Nomor 9 menatap ke depan dengan senyum sinis, “Hehehe, ini pekerjaan enak. Dapat banyak uang, bisa bersenang-senang di luar, hidupnya lebih bahagia dari dewa.” Ia teringat dua wanita tadi malam, hatinya langsung bergelora.

“Kalau keluarga itu menemukan siapa pun yang punya Tianyang, pasti langsung direkrut untuk melatih ilmu legendaris. Katanya, ilmu itu sangat hebat, bisa mengubah dunia, tak ada yang menandingi.” Mata Nomor 9 memancarkan rasa iri.

“Tentu saja, bertahun-tahun lalu, orang yang punya Tianyang berhasil menyatukan dunia,” kata Nomor 8.

“Benar, ayo kita lanjutkan pencarian,” ujar Nomor 9, melangkah ke depan, tubuhnya melayang seperti hantu dan lenyap dalam sekejap. Nomor 8 pun mengikuti.

Jika Chen Tianming melihat ilmu gerak mereka, pasti akan terkejut. Karena hanya orang di tingkat empat penguatan tenaga yang bisa bergerak secepat angin, tapi itu pun terbatas pada ilmu gerak saja.

Kedua pria berpakaian hitam itu melayang seperti hantu, entah seberapa hebat ilmu mereka.

Keesokan paginya, Chen Tianming tiba di depan sekolah. Saat hendak masuk, sebuah Audi Q5 berhenti di sampingnya.
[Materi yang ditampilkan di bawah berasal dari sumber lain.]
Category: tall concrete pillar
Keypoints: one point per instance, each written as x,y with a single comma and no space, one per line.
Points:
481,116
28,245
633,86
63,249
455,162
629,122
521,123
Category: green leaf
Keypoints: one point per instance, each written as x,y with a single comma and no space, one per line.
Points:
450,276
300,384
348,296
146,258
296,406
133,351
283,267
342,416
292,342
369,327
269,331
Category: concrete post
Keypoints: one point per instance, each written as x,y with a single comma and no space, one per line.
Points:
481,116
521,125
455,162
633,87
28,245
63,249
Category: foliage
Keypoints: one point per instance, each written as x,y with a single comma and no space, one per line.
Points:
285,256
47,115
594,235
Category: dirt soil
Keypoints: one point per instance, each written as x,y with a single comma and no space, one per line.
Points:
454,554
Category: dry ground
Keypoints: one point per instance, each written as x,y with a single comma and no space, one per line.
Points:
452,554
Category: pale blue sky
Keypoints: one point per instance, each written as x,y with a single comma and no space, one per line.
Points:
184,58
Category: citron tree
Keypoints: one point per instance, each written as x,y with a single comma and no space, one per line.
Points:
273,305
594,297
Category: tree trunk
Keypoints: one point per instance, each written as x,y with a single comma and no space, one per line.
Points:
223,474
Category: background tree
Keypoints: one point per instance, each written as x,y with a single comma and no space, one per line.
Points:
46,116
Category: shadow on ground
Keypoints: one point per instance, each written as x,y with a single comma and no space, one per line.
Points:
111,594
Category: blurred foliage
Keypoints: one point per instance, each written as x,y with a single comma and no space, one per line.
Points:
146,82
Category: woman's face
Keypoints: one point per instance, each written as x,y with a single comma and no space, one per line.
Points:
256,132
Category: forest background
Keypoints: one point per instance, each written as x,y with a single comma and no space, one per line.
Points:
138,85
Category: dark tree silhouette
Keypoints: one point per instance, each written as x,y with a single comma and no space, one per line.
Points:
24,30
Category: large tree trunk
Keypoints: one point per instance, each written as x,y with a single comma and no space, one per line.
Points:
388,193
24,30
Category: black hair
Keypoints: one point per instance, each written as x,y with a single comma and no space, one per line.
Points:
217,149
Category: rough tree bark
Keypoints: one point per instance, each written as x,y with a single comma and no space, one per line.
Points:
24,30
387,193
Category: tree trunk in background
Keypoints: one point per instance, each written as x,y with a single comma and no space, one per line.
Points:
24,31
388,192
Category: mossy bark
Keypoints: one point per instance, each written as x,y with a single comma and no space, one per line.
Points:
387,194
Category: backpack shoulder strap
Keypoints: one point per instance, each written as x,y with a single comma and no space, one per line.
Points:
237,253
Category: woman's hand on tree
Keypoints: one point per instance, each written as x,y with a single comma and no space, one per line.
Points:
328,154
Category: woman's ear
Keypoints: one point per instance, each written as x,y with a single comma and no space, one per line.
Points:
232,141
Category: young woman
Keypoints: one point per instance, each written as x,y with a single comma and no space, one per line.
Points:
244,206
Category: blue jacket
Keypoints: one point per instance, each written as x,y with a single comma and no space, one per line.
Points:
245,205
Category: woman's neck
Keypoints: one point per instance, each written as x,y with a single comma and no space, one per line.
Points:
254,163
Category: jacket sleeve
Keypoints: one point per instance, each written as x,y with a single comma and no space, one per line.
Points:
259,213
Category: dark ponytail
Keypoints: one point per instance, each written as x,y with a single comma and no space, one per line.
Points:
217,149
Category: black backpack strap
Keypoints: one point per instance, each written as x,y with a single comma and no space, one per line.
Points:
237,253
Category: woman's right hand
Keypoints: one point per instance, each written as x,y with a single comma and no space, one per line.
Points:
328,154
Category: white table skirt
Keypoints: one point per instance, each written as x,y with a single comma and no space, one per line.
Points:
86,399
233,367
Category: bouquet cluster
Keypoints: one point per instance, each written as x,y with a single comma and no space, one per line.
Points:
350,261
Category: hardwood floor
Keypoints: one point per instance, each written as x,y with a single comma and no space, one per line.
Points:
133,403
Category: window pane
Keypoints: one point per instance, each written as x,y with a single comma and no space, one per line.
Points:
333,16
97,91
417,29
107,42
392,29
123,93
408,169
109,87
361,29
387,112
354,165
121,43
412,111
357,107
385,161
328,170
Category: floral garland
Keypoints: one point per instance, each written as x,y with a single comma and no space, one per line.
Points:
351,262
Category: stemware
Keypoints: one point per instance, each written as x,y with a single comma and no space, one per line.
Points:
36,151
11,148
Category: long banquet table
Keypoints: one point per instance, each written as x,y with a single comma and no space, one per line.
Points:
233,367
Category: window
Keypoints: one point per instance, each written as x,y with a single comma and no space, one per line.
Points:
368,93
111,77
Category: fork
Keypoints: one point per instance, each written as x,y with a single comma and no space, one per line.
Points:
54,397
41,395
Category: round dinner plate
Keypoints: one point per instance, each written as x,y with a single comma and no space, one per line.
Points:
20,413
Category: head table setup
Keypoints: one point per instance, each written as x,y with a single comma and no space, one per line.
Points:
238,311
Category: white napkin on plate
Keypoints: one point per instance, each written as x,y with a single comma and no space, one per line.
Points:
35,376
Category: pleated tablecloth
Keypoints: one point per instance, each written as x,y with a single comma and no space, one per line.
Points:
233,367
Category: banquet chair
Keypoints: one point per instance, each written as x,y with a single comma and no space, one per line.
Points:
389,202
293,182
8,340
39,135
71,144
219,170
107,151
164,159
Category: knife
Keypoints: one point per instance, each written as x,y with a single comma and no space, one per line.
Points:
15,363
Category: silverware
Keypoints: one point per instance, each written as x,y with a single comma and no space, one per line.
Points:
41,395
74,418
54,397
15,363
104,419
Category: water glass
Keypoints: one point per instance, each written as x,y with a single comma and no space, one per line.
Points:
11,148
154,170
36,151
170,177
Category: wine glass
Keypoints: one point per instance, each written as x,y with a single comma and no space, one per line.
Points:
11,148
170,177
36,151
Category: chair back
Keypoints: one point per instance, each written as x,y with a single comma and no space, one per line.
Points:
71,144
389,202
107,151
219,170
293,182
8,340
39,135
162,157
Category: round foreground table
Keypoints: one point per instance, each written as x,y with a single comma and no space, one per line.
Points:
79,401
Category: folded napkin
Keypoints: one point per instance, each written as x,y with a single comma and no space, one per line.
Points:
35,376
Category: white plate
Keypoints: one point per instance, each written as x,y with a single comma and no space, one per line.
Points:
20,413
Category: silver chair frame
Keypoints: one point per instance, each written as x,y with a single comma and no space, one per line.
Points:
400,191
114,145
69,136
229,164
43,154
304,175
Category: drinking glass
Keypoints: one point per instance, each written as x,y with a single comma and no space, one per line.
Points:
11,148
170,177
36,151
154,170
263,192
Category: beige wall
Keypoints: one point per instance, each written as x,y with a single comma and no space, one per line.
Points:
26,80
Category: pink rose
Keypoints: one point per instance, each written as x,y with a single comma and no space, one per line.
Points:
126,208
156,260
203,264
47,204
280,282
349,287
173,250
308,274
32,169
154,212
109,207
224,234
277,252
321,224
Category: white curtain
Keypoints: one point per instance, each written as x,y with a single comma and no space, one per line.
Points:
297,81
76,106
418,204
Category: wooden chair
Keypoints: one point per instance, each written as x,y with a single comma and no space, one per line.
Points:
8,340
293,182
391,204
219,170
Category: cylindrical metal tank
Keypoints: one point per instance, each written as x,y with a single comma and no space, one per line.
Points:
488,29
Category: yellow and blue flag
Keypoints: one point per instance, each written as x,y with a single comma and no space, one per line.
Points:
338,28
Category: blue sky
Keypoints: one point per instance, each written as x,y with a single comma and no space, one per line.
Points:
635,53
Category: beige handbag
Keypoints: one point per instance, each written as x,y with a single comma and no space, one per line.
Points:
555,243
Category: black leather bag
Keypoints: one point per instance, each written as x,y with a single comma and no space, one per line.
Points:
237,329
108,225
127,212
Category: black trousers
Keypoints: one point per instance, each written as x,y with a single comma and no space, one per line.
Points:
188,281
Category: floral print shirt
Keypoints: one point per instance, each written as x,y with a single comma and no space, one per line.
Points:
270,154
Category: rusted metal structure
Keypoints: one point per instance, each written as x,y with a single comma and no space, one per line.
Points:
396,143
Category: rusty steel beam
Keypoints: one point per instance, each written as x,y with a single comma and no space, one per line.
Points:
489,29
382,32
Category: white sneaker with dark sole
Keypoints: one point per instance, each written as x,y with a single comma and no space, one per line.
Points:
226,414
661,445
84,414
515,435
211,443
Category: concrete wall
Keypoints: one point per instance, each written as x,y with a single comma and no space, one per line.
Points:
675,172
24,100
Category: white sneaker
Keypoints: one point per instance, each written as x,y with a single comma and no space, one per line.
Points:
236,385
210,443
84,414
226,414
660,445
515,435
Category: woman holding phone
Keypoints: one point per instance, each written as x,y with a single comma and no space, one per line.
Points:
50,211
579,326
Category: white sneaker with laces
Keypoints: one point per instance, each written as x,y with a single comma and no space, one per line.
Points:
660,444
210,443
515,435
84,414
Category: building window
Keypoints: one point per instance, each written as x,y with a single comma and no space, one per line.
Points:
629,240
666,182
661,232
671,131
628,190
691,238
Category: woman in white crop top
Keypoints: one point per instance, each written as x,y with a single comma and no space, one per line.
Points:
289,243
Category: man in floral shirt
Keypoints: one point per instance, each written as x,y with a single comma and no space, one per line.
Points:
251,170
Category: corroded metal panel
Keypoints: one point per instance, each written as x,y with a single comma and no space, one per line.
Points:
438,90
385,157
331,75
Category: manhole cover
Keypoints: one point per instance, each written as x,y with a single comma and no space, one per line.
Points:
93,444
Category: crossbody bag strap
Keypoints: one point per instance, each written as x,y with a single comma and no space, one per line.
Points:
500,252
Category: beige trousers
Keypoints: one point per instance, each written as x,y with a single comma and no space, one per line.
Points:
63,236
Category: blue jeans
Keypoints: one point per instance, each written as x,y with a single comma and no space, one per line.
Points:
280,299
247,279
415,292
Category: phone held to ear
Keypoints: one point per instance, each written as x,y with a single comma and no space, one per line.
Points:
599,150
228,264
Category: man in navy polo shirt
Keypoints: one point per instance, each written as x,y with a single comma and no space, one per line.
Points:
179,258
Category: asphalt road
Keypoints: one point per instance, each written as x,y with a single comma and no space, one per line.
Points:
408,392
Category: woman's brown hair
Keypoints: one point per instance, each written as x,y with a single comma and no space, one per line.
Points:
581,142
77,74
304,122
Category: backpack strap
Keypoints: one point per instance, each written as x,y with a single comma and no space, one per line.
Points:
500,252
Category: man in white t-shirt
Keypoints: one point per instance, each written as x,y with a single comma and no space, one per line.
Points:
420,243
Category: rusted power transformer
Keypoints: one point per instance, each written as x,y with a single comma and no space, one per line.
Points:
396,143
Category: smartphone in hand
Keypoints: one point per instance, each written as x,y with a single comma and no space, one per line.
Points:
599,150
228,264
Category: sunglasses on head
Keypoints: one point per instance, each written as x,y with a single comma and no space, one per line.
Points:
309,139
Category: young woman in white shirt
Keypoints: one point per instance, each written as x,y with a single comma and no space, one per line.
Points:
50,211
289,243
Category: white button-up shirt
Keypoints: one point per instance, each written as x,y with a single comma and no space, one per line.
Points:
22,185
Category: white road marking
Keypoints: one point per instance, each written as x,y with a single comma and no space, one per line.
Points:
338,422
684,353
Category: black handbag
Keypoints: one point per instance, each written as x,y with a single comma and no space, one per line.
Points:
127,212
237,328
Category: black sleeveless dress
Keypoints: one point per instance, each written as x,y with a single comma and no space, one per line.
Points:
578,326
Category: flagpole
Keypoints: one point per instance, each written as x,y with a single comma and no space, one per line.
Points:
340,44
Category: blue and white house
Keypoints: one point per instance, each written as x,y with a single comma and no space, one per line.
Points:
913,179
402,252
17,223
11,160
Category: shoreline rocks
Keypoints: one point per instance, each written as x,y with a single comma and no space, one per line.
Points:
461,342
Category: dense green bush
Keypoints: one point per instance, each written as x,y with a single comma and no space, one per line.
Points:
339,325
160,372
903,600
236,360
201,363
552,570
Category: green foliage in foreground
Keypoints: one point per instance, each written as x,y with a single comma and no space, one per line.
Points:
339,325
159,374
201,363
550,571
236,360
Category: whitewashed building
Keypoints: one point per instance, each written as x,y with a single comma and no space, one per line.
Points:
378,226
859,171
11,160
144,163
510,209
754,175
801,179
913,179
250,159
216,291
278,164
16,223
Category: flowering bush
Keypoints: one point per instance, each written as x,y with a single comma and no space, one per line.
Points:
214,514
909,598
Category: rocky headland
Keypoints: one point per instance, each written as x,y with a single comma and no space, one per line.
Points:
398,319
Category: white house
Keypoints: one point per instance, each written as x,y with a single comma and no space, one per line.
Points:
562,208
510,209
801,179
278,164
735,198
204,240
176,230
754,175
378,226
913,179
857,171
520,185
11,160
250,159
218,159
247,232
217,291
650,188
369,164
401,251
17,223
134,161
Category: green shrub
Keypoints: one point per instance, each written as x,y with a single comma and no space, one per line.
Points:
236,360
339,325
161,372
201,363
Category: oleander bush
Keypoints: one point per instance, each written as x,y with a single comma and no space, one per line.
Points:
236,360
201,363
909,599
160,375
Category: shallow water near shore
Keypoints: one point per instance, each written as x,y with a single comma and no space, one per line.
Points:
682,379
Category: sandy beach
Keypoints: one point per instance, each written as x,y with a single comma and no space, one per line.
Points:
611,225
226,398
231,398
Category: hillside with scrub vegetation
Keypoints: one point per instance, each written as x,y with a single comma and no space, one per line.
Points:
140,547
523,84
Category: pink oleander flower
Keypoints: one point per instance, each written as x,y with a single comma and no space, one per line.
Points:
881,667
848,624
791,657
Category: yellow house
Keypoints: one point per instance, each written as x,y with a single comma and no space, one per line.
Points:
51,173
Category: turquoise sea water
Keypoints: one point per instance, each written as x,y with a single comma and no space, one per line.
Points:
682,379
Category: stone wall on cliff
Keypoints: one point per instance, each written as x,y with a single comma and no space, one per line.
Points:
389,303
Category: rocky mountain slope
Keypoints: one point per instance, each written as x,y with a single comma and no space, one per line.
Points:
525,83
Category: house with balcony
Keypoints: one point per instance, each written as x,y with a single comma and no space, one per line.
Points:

Pintu mobil terbuka, Ye Rouxue dan Zhou Xixi keluar.

“Eh, kakak Xue, pacarmu sudah menunggu di gerbang, rajin sekali,” kata Zhou Xixi sambil tersenyum kepada Ye Rouxue.

“Xixi, apa sih pacar, jangan bercanda. Chen Tianming hanya pengawalku,” Ye Rouxue menatap Zhou Xixi dengan manja.

“Nona, ini gaji bulan ini untuk Tuan Chen, tiga puluh ribu, sandinya enam angka delapan. Tolong berikan padanya, mulai sekarang semua gaji akan dikirim ke kartu ini,” Hong Er turun dari mobil, menyerahkan kartu pada Ye Rouxue.

Setelah itu, Hong Er berjalan ke arah Chen Tianming. “Tuan Chen, mohon lindungi nona, sore nanti akan ada sopir yang menjemput kalian.”

“Hong Er, tidak perlu, kami bisa pulang sendiri. Dengan aku di sini, tidak akan terjadi apa-apa pada kakak Xue. Jangan terus mengawasi kami,” Zhou Xixi melambaikan tangan dengan jengkel.

“Baiklah, aku pergi dulu,” Hong Er tampaknya agak takut pada Zhou Xixi, lalu buru-buru naik mobil dan pergi.

Ye Rouxue melihat Hong Er pergi, lalu berjalan bersama Zhou Xixi masuk ke sekolah.

“Hey, ketua kelas!” Chen Tianming berlari mendekat.

“Ada apa?” Ye Rouxue berhenti.

“Tadi Hong Er bilang gaji bulan ini untukku, berikan kartu itu padaku,” kata Chen Tianming.

Ia membutuhkan uang itu, pertama untuk biaya pengobatan ayahnya, kedua untuk membeli bahan membuat alat pertahanan.